Public capital contribution to economic growth in Ecuador: empirical evidence
DOI:
https://doi.org/10.18779/csye.v10i1.1243Keywords:
economic growth, total factor productivity, growth accounting, general equilibriumAbstract
This article examines the contribution of public capital to Ecuador’s economic growth over the period 1960-2019 by employing a general equilibrium model with an extended Cobb-Douglas production function that incorporates public capital as an additional input. Based on the calibration of structural parameters using data from PWT11, the Central Bank of Ecuador, the IMF, and the Investment and Capital Stock Dataset (2019), total factor productivity (TFP) is estimated and a growth accounting exercise is carried out following Solow’s (1956) methodology and the empirical approach proposed by Torres-Chacón (2009). The results show that public capital has an output elasticity of 0.10 and contributes, on average, 0.40 percentage points to annual GDP growth, representing approximately 13% of total economic growth during the period studied.

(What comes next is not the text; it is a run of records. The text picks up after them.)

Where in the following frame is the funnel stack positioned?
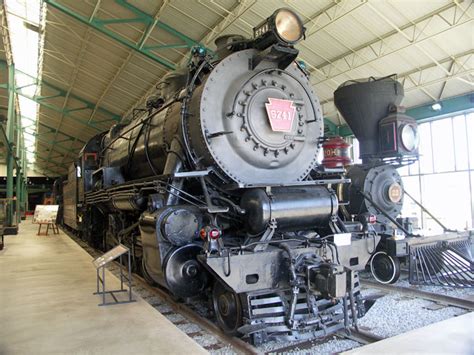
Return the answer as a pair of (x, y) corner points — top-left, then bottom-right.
(334, 77), (403, 161)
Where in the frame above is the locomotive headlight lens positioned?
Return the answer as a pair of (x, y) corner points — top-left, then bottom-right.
(274, 9), (304, 43)
(253, 8), (305, 46)
(388, 183), (403, 203)
(400, 124), (419, 152)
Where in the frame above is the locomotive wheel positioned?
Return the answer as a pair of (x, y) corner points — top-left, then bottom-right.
(370, 251), (401, 284)
(163, 245), (208, 298)
(212, 281), (243, 335)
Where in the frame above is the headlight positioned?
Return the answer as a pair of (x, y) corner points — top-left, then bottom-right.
(253, 8), (305, 46)
(274, 9), (304, 43)
(388, 182), (402, 203)
(400, 124), (419, 152)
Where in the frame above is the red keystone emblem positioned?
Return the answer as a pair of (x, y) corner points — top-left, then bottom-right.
(265, 98), (296, 132)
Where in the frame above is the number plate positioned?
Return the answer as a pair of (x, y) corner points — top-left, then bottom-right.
(265, 98), (296, 132)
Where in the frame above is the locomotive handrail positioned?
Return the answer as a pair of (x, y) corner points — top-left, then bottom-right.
(222, 178), (351, 190)
(173, 168), (211, 178)
(84, 174), (207, 209)
(179, 57), (213, 168)
(99, 98), (180, 155)
(358, 189), (419, 237)
(402, 188), (454, 232)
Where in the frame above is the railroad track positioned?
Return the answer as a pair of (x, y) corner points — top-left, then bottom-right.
(64, 230), (258, 355)
(344, 328), (384, 344)
(67, 227), (471, 354)
(360, 279), (474, 311)
(264, 328), (382, 354)
(63, 229), (397, 354)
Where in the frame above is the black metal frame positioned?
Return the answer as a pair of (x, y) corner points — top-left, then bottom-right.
(93, 249), (136, 306)
(409, 238), (473, 287)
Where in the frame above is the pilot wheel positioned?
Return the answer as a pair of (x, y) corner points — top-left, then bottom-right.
(370, 251), (401, 284)
(212, 281), (243, 335)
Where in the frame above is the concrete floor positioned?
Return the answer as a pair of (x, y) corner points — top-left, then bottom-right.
(0, 220), (207, 355)
(345, 312), (474, 354)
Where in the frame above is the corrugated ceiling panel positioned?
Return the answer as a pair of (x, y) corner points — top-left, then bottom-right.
(31, 0), (473, 174)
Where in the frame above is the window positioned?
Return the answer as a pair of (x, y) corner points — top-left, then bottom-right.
(418, 123), (433, 174)
(346, 112), (474, 231)
(398, 112), (474, 232)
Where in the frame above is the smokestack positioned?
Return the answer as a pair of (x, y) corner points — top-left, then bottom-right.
(334, 76), (403, 161)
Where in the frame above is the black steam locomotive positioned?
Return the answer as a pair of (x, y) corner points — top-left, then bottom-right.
(57, 8), (472, 344)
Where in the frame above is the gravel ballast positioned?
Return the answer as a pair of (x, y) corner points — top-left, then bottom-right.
(358, 292), (467, 338)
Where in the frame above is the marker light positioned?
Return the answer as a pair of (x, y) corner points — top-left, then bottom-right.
(369, 215), (377, 224)
(209, 229), (221, 240)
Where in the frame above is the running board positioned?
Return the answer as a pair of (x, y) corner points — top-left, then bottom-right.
(409, 238), (473, 287)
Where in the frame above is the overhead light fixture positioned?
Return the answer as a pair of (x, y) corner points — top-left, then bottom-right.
(23, 21), (40, 33)
(431, 102), (442, 111)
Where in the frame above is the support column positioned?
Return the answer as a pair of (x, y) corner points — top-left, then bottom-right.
(15, 112), (22, 225)
(6, 63), (15, 227)
(22, 149), (28, 215)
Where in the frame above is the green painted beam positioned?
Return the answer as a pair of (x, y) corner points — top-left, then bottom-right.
(23, 149), (69, 170)
(21, 115), (87, 144)
(5, 63), (16, 226)
(44, 0), (209, 71)
(16, 101), (22, 224)
(406, 93), (474, 122)
(0, 61), (121, 133)
(324, 118), (339, 136)
(32, 133), (78, 155)
(338, 125), (353, 137)
(335, 92), (474, 137)
(0, 124), (20, 170)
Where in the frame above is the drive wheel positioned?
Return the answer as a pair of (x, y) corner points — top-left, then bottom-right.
(212, 281), (243, 335)
(370, 251), (401, 284)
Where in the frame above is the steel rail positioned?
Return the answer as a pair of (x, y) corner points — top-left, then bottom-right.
(345, 328), (384, 345)
(131, 273), (260, 355)
(361, 279), (474, 310)
(62, 227), (260, 355)
(265, 327), (383, 354)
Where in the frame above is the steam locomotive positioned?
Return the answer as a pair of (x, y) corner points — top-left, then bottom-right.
(333, 79), (472, 288)
(57, 8), (472, 344)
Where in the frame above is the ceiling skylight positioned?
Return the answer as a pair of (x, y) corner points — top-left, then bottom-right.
(5, 0), (42, 166)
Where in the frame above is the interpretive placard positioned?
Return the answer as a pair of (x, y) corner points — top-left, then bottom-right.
(92, 244), (129, 269)
(33, 205), (59, 224)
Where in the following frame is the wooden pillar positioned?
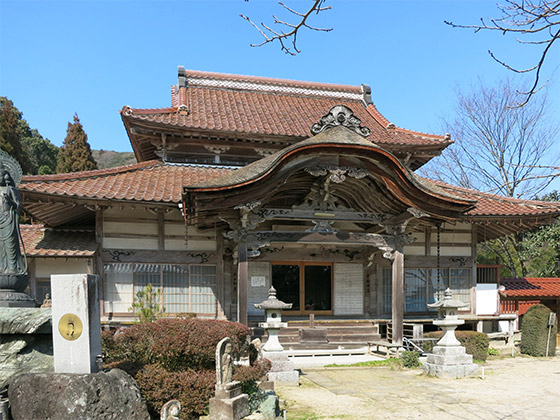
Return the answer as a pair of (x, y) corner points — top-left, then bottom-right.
(237, 241), (248, 326)
(391, 247), (404, 346)
(95, 207), (105, 316)
(216, 231), (226, 320)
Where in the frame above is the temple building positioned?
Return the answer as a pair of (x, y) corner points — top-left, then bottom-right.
(19, 67), (560, 345)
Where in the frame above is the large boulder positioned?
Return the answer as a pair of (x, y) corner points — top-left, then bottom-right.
(0, 308), (53, 390)
(8, 369), (150, 420)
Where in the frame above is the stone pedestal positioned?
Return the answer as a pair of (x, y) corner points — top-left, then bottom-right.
(423, 345), (478, 378)
(0, 308), (53, 390)
(264, 351), (299, 385)
(209, 382), (249, 420)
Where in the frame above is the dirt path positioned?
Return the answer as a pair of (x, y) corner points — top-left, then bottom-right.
(275, 357), (560, 420)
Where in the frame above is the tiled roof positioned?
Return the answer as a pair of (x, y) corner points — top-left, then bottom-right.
(21, 161), (233, 204)
(424, 179), (560, 217)
(20, 224), (97, 257)
(501, 277), (560, 298)
(122, 69), (450, 148)
(20, 159), (560, 220)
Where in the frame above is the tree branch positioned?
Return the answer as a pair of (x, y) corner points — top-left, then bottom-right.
(241, 0), (332, 55)
(445, 0), (560, 105)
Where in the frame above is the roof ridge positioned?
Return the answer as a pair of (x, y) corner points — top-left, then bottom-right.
(183, 69), (362, 93)
(21, 160), (162, 183)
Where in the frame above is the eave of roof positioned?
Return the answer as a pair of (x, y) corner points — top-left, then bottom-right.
(501, 277), (560, 298)
(20, 224), (97, 257)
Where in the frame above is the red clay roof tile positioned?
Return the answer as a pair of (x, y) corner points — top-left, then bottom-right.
(20, 225), (97, 257)
(122, 69), (449, 148)
(501, 277), (560, 298)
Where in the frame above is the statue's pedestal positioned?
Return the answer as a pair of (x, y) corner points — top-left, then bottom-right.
(209, 382), (249, 420)
(264, 351), (299, 385)
(423, 345), (478, 378)
(0, 274), (35, 307)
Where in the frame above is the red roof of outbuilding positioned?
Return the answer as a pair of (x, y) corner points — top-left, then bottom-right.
(501, 277), (560, 298)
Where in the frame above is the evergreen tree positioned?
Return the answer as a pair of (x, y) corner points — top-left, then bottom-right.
(0, 97), (31, 173)
(0, 97), (58, 174)
(56, 114), (97, 173)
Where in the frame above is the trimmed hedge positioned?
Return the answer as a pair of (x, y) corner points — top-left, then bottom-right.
(521, 304), (557, 357)
(135, 364), (215, 418)
(423, 330), (489, 361)
(103, 318), (250, 370)
(102, 318), (253, 419)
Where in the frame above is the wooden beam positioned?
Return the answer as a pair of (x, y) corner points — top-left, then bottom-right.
(157, 210), (165, 251)
(237, 241), (248, 326)
(392, 248), (404, 346)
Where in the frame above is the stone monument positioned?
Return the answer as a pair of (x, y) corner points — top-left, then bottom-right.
(161, 399), (181, 420)
(0, 150), (34, 307)
(254, 287), (299, 385)
(51, 273), (102, 373)
(423, 288), (478, 378)
(209, 337), (249, 420)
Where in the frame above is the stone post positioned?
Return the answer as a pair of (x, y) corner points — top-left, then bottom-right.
(51, 274), (101, 374)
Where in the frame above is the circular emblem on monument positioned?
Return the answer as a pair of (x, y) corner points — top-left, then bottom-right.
(58, 313), (83, 341)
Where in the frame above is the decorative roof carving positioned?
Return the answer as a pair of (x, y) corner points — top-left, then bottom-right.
(310, 105), (371, 137)
(305, 166), (368, 184)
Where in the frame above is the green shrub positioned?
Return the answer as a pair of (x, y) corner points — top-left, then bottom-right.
(233, 358), (272, 395)
(400, 351), (420, 368)
(104, 318), (250, 370)
(423, 330), (489, 361)
(488, 347), (499, 356)
(135, 364), (214, 419)
(521, 304), (557, 357)
(102, 318), (252, 419)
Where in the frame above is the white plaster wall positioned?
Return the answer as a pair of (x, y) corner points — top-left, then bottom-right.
(476, 283), (498, 315)
(35, 258), (91, 278)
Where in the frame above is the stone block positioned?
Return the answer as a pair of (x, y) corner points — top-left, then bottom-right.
(427, 354), (473, 366)
(0, 308), (53, 389)
(423, 362), (478, 378)
(267, 370), (299, 385)
(8, 369), (150, 420)
(432, 345), (468, 356)
(209, 393), (250, 420)
(263, 351), (295, 372)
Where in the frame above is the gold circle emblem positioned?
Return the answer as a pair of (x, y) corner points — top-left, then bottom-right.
(58, 313), (83, 341)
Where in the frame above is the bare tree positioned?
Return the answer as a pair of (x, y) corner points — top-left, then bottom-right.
(445, 0), (560, 105)
(421, 79), (559, 276)
(241, 0), (332, 55)
(425, 79), (558, 199)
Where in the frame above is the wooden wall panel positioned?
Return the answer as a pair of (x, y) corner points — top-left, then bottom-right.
(334, 263), (364, 315)
(247, 262), (270, 317)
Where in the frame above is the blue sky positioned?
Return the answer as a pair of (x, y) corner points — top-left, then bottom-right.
(1, 0), (558, 154)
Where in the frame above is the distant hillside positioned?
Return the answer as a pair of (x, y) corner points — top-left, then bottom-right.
(92, 150), (136, 169)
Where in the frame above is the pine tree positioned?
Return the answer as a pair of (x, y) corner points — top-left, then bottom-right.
(57, 114), (97, 173)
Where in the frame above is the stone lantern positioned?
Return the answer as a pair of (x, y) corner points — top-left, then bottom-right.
(254, 286), (292, 352)
(423, 288), (478, 378)
(254, 286), (298, 384)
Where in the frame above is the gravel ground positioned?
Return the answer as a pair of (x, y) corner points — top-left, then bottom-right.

Private capital remains the main driver of growth, whereas TFP displays considerable volatility and prolonged episodes of negative contribution, particularly between 1973 and 1999. The findings indicate that public capital complements—rather than substitutes—private capital, and that its effectiveness depends on investment efficiency, macroeconomic stability, and infrastructure quality. The results are consistent with international evidence, particularly the Spanish case, and provide relevant insights for designing policies aimed at promoting sustained growth and improving productivity.